The article sought to develop a critical approach to AI technologies used in the moderation of racist hate speech. In doing so, it assumed a decolonial perspective, drawing upon the work of Anibal Quijano (2007a, b) who historicised race as emerging out of the colonial expansion of Europeans, and used as part of a system of power that justified the domination of those designated as non-white. Quijano argues that although former colonies have become formally independent, coloniality still structures the world in an unequal manner. Decoloniality is therefore the process by which the current systems of power, revolving around race and the racialisation of people, their continued silencing and exploitation, can be questioned and dismantled.

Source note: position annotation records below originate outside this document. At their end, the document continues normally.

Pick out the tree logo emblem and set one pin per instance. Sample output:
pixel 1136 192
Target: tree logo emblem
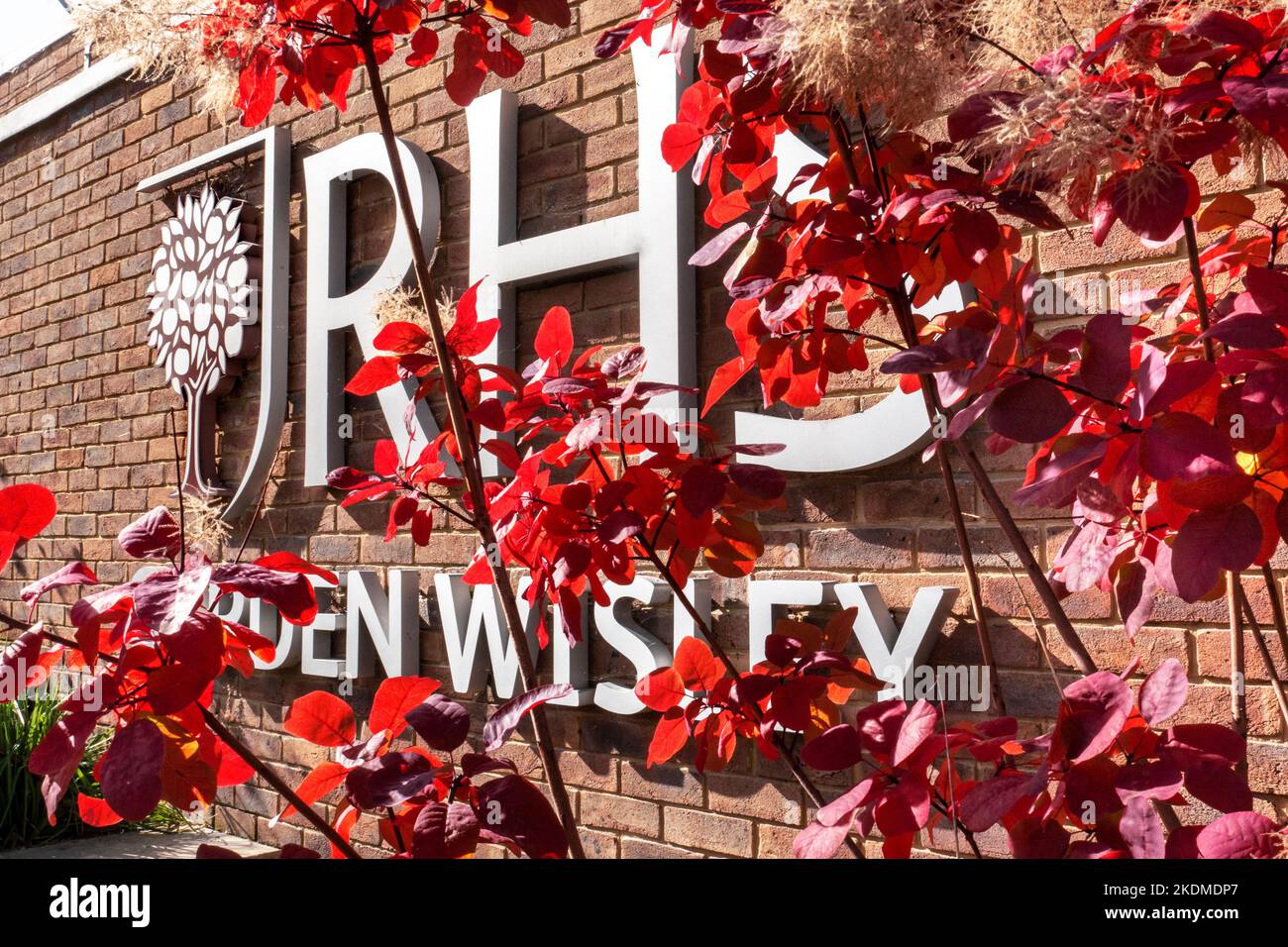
pixel 202 317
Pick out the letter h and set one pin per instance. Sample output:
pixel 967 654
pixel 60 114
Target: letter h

With this in mind, we turned to the issue of racist hate speech and its treatment in platforms and their content moderation systems. We saw those current definitions of hate speech do not include the views or positions of those targeted by racist hate speech; and secondly, they assume a procedural and general approach, disregarding the specific history of racism, making no references to historically oppressed groups. Platforms then imported the spirit of these definitions and used it in their terms of service and content policies. In applying these policies, platforms have used human moderation. This is low skilled, repetitive labour mainly undertaken by outsourced workers in short term contracts. AI based moderation emerged as a more efficient solution to the massive increase of problematic content and to the intense public scrutiny of platform content policies. AI moderation is addressing questions of scale, accuracy and standardisation, while also protecting users from being exposed to hate speech and other problematic contents by removing them proactively.

Technological advances and investment in AI systems point to its increased importance for platforms. However, AI systems still apply the same generic definitions and in the final analysis, they perform the job of relatively unskilled human moderators at scale. Moreover, in the development of AI systems to classify, remove or demote hate speech contents, platforms such as Facebook use training data that come from contents previously reported by those attacked or their allies and found to violate content policies. This labour is unacknowledged and uncompensated, and therefore exploitative. Facebook has further made clear that its goal is to manage hate speech to enable more people to post contents rather than address questions of racism and discrimination against specific racialised communities targeted by hate speech.

On this basis, the critique of AI in content moderation revolves around the following key issues: the continued silencing of racialised communities, the discounting of their experiences, and the exploitative use of their free labour. Because these aspects affect disproportionately racialised communities, the present content moderation systems of platforms and the ways in which they conceive and develop AI tools are reinforcing the current racial status quo and can therefore be characterised as colonial technologies.

A decolonial perspective to AI in content moderation should therefore contribute to the dismantling of current racial logics, designed and developed with this goal and following the decolonial values of equality, justice and emancipation. The centring of the voices of the oppressed in describing their own oppression is key to such a perspective, as is the acknowledgment and compensation of their labour. Rather than the individuating aim of removing discrete pieces of content, moderation technologies should aim to repair, educate and sustain communities.

To conclude, we found that in its current iteration AI in content moderation represents and serves to perpetuate systems of domination. If the current iteration of AI systems is seen as the go-to technology to save us from racist hate speech, it is bound to fail. In the context of racist hate speech, the question and challenge for us is to ask if we can create AI systems that embed and represent different values and serve the interests of equality, justice and emancipation.